Value pitfalls brought underperformance
Greg Hopkins, PSG Asset Management’s CIO.
Many traditional South African value fund managers have relatively underperformed over the past five years because of value investing pitfalls.
This stems from a local overcrowded value-biased investment segment rendering outperformance difficult, as well as value investors ignoring industries that are in a structural decline with the risk of investing in value traps. Value investors also took large off-benchmark bets, which brought significant business risk.
This is according to PSG Asset Management’s CIO, Greg Hopkins, commenting in the asset manager’s latest Angles & Perspectives for the third quarter of 2014.
He points out that indeed, the value investment style has outperformed in the US in three out of every 5-years (60% of the time) since 1926. “The investment style does however tend to underperform in periods of recession and below-trend growth, which has characterised the world since the great financial crisis.
“Any pick-up in global growth could see resumption in a mean reversion of margins and earnings in companies that investors have long given up on,” Hopkins says.
The South African investing landscape is competitive, but long-term outperformance for the value-biased manager is possible. It is imperative to have the largest possible universe to invest in. By investing in mid-cap opportunities and offshore competition can be significantly reduced.
“It is however also important not to pigeonhole oneself into a specific style box, which further restricts one’s universe, for example being a value or growth manager. Rather look at quality and value factors in the same investment and always tries to stay open minded while investing in all segments of the market.”
A significant source of underperformance for value managers comes from buying ‘value traps’. These are companies that are perceived to be cheap initially, but prove to be otherwise over the long-term. Structural challenges in an industry can result in deteriorating returns on capital.
“Warren Buffett has a great analogy when he refers to value traps as frogs that stay frogs and don’t turn into princes when kissed. It is important to have a quality overlay in one’s investment process – an important antidote to buying value traps,” Hopkins says.

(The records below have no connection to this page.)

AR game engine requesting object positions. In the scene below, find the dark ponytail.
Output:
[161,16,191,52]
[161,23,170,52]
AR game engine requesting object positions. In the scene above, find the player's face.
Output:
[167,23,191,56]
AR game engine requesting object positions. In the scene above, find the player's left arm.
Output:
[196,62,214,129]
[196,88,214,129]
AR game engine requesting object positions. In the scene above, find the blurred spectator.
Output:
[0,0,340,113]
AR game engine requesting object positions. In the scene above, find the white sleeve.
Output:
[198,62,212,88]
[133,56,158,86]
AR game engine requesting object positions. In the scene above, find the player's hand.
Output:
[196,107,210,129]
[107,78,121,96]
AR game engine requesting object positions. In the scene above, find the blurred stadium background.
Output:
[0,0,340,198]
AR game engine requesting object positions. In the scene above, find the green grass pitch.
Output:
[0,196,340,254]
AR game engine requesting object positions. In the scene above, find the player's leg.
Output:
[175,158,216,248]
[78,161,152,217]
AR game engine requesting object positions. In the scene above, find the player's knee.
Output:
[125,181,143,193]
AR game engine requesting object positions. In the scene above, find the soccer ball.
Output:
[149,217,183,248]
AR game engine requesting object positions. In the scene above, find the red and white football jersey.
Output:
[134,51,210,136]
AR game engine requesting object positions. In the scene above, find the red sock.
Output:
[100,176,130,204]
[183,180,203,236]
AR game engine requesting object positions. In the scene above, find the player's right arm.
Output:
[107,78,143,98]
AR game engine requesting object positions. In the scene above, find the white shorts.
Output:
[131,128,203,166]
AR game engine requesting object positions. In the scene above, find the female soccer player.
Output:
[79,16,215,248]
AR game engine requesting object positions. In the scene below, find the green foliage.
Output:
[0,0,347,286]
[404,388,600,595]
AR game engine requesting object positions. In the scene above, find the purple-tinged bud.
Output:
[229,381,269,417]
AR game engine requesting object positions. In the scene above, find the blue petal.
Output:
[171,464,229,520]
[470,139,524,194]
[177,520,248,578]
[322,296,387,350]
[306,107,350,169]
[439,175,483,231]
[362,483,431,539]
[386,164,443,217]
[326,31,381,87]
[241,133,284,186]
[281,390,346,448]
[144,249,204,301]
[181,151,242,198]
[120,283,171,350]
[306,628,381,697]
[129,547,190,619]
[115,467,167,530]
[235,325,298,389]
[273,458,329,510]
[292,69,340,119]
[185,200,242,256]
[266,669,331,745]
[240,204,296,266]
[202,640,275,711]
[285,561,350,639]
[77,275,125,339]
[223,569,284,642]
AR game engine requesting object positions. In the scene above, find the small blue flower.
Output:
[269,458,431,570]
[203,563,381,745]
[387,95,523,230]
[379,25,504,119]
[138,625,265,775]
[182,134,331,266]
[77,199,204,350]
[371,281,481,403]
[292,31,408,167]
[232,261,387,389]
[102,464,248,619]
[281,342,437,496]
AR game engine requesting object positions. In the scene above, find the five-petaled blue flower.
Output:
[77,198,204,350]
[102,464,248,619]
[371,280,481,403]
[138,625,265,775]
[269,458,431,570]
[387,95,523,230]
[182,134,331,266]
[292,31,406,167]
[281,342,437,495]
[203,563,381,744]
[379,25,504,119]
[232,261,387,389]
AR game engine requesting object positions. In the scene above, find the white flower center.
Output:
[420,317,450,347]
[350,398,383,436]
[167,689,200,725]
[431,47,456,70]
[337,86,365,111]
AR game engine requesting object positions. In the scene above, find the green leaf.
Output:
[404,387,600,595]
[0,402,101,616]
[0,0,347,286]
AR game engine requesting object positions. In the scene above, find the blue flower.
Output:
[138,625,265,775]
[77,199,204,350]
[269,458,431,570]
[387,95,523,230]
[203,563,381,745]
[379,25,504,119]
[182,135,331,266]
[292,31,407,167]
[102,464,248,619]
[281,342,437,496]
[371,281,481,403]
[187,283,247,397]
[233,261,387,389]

Taking large off-benchmark bets brings risk. Being benchmark conscious – buying shares only because they are in the benchmark – leads smart investors to buy overvalued shares for the fear of short-term underperformance.
This situation is exacerbated by the current potential overvaluation of many of the largest companies in the benchmark (the JSE Indi 25 has only been this expensive in aggregate three times over the past 50 years).
“We believe that to be unconstrained one needs to have the largest possible universe to invest in, a strong focus on quality to avoid value traps, and a ruthless eye on margin of safety to avoid permanent loss of capital.
“If we can do this consistently and with an open mind, owning companies in our funds that others don’t becomes a significant attribute,” Hopkins concludes.